Hopefully we can follow the immortal advice of Rodney King and all get along!


----------



## tx_tuff (Jun 16, 2007)

*Re: Greetings Club Stogie members*



shilala said:


> I guess the only question I could ask is, "Do you feel that CL may be looser than CS, so far as tolerance of guys acting like dickheads?"
> 
> I know what to expect from our mods, and it's awesome. They keep things reigned in with love and mutual respect. There's not a heavy handed one in the bunch, and they're easy to agree with. They're easy to agree to disagree with, too.
> I suppose I'd like to hear how you guys deal with "personalities" and thoughts on where you draw the line?


Well we don't like putting up with DHeads, but everybody is able to voice their thoughts on CL. The one thing we don't put up with is personal attacks! Personal attacks on members will not be put up with period!

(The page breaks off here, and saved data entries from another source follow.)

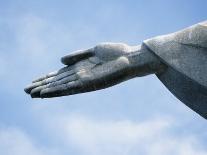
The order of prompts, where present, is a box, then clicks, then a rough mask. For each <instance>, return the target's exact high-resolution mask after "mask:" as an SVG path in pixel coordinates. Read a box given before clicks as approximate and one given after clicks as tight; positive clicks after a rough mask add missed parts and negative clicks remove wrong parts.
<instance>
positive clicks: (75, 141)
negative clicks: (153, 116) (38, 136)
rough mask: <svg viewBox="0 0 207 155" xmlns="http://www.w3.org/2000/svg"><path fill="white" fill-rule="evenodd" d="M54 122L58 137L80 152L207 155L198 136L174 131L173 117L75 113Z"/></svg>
mask: <svg viewBox="0 0 207 155" xmlns="http://www.w3.org/2000/svg"><path fill="white" fill-rule="evenodd" d="M50 119H51V118H50ZM50 121H51V120H50ZM52 123H53V124H55V125H52V124H50V127H49V128H50V129H53V130H54V131H53V132H55V134H56V136H57V137H56V138H58V139H59V140H61V142H62V143H63V144H64V145H66V146H68V147H73V148H75V149H76V150H77V152H78V154H83V155H97V154H98V155H102V154H103V155H105V154H107V155H114V154H119V155H128V154H130V155H133V154H143V155H160V154H168V155H171V154H172V155H186V154H188V155H194V154H196V155H207V150H205V149H204V146H202V143H200V142H199V139H198V138H197V137H196V136H193V135H185V136H181V135H179V134H172V133H171V128H173V124H174V121H172V120H170V119H162V118H161V119H159V118H158V119H152V120H148V121H143V122H132V121H129V120H125V121H99V120H91V119H90V118H87V117H83V116H78V115H75V116H66V117H61V118H60V119H55V120H53V121H52ZM47 125H48V124H47ZM51 133H52V132H51ZM53 135H54V133H53Z"/></svg>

There are many personalities on CL as I am sure there are here as well. We let them shine good or bad as long like I said above there are no personal attacks. We all love ribbing and giving each other a hard time every now and then, and that is welcomed.


----------



## tx_tuff (Jun 16, 2007)

gnukfu said:


> Welcome Aboard Frank!
> 
> Are you a Red Sox fan? :ss


No born and rasied in Houston, I'm for all the home teams!


----------



## tx_tuff (Jun 16, 2007)

cbsmokin said:


> I am concerned that the forum will be so large that it will lose it community feel and I will be a tiny little lost puffer fish.
> 
> Here are my general questions:
> 
> ...


1. We don't want anybody to get lost! Including Nemo.

2. ?

3. You kinding, I just keep my windows at home covered with it and never leave the house!

4. Red seedless Rasberry


----------



## tx_tuff (Jun 16, 2007)

Major Captain Silly said:


> Hi,
> 
> I'm silly. Are there any silly people on Cigar Live? Do you think you might like me? Do you think anybody on Cigar Live might like me?
> 
> ...


You will fit right in my man!


----------



## Ashcan Bill (Jul 29, 2006)

Welcome Frank!

Hope we all get to know you better in the future (I suspect we will ). I've never taken a look at Cigar Live so I'm a little curious about it. Here are a few questions that come to mind.


How many members do you have?
 

Do you guys have rankings or anything similar to the Ring Gauge used on CS?


How active are the members in terms of passes/bombings/herfing?
 

How many moderators are there?


----------



## BigVito (Jan 1, 2000)

any pantsless activities?


----------



## joncaputo (Sep 29, 2008)

BigVito said:


> any pantsless activities?


lol

this could be the best..question..ever

rofl

j


----------



## BigBuddha76 (Mar 15, 2005)

BigVito said:


> any pantsless activities?


you're looking at the ringleader...

been a member here since 05 and been a member at CL since the beginning in 07 (that why I havent posted here much since end of 06)


----------



## tx_tuff (Jun 16, 2007)

Ashcan Bill said:


> Welcome Frank!
> 
> Hope we all get to know you better in the future (I suspect we will ). I've never taken a look at Cigar Live so I'm a little curious about it. Here are a few questions that come to mind.
> 
> ...


We have 3,286 members. Keep in mind this is a very young forum, only been around like 18 months.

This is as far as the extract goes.